The proposal in this blog post has three phases:

Adding a new Claim trait that refines Clone to identify “cheap, infallible, and transparent” clones (see below for the definition, but it explicitly excludes allocation). Explicit calls to x.claim() are therefore known to be cheap and easily distinguished from calls to x.clone(), which may not be. This makes code easier to understand and addresses existing maintenance hazards (obviously we can bikeshed the name).
Modifying the borrow checker to insert calls to claim() when using a value from a place that will be used later. So given e.g. a variable y: Rc<Vec<u32>>, an assignment like x = y would be transformed to x = y.claim() if y is used again later. This addresses the ergonomic pain and user confusion of reference-counted values in rust today, especially in connection with closures and async blocks.
Finally, disconnect Copy from “moves” altogether, first with warnings (in the current edition) and then errors (in Rust 2027). In short, x = y would move y unless y: Claim. Most Copy types would also be Claim, so this is largely backwards compatible, but it would let us rule out cases like y: [u8; 1024] and also extend Copy to types like Cell<u32> or iterators without the risk of introducing subtle bugs.

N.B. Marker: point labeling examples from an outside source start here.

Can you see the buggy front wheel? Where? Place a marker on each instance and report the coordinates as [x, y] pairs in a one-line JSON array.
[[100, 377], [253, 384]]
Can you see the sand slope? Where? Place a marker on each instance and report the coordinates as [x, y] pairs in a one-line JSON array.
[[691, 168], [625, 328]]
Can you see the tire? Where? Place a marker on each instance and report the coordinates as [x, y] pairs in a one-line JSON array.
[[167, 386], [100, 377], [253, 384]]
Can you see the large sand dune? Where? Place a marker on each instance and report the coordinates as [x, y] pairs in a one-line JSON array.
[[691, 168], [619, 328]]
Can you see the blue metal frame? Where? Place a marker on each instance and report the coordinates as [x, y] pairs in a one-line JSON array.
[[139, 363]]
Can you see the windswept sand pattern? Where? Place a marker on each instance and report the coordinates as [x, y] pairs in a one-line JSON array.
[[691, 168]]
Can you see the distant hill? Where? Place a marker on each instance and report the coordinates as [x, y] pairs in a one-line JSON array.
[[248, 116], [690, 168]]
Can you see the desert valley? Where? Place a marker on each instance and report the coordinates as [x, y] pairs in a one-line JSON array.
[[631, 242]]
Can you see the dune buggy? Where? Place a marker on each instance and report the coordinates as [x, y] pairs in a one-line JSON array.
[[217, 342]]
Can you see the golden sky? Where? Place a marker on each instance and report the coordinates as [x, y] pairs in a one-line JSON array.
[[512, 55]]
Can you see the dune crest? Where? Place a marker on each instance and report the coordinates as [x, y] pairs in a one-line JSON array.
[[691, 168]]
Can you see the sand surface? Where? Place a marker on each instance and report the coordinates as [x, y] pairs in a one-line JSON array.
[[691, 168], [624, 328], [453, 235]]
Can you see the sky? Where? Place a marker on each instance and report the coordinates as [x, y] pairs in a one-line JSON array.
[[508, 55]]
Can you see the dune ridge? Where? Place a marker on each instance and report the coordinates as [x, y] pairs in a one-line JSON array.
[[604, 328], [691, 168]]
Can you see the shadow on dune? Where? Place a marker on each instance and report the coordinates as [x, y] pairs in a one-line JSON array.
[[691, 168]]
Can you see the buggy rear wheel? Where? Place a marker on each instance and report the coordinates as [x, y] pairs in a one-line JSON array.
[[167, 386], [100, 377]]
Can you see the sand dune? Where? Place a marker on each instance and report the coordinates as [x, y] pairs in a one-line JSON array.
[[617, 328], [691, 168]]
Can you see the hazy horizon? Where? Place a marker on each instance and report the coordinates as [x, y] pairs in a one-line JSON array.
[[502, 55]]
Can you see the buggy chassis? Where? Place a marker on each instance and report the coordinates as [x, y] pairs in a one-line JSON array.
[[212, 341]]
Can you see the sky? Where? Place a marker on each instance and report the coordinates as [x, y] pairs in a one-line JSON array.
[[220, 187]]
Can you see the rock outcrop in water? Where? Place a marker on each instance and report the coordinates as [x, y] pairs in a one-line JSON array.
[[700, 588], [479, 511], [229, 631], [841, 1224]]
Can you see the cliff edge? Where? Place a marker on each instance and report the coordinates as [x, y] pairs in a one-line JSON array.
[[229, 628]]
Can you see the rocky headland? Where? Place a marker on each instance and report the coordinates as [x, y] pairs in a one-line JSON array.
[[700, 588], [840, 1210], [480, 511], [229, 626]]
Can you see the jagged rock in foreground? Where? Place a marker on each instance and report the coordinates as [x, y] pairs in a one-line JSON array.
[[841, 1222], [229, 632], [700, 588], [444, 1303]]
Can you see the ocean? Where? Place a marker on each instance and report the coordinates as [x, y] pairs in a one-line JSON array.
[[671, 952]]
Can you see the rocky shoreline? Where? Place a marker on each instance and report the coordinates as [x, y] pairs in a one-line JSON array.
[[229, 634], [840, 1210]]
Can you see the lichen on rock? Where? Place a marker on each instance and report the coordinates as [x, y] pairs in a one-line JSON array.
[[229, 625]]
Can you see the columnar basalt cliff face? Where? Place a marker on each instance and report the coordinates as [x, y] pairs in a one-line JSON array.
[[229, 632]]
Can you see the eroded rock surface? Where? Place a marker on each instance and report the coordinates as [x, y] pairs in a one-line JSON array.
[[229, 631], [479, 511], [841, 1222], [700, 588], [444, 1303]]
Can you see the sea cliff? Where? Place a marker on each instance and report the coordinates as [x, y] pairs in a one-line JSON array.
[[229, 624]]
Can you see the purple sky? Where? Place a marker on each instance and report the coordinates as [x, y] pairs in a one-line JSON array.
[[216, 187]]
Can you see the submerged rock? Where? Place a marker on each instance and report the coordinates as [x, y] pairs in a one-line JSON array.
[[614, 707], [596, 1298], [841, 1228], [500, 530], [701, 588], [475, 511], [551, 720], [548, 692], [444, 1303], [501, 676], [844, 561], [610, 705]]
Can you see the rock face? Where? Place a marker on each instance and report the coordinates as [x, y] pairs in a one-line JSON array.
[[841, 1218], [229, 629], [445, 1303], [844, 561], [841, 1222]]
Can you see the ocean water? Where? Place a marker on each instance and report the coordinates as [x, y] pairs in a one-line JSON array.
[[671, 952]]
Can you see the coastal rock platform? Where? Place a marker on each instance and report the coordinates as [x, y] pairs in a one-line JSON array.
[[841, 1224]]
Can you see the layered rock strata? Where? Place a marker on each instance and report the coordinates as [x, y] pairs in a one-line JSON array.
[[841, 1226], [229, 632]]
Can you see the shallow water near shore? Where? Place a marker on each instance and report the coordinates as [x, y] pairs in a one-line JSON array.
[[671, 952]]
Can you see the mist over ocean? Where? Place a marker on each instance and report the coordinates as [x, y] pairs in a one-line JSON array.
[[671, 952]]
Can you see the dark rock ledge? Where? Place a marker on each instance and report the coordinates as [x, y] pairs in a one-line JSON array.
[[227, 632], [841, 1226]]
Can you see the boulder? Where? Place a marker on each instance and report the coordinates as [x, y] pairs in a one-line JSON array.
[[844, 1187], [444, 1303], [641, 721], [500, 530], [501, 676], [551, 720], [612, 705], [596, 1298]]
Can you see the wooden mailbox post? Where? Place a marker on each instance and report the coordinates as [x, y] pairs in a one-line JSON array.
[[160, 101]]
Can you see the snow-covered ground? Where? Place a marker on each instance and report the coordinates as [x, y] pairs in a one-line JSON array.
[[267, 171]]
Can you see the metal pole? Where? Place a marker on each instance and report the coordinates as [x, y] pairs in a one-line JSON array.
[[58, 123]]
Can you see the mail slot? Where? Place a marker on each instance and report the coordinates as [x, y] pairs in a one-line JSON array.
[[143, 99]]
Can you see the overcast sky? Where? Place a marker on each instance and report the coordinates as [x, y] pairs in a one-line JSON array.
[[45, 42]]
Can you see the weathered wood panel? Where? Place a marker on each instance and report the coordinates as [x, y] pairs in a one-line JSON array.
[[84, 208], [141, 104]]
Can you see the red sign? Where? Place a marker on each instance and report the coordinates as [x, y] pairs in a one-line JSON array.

For some code, automatically calling Claim may be undesirable. For example, some data structure definitions track reference count increments closely. I propose to address this case by creating a “allow-by-default” automatic-claim lint that crates or modules can opt-into so that all “claims” can be made explicit. This is more-or-less the profile pattern, although I think it’s notable here that the set of crates which would want “auto-claim” do not necessarily fall into neat categories, as I will discuss.

Step 1: Introducing an explicit `Claim` trait

Quick, reading this code, can you tell me anything about it’s performance characteristics?

tokio::spawn({
    // Clone `map` and store it into another variable
    // named `map`. This new variable shadows the original.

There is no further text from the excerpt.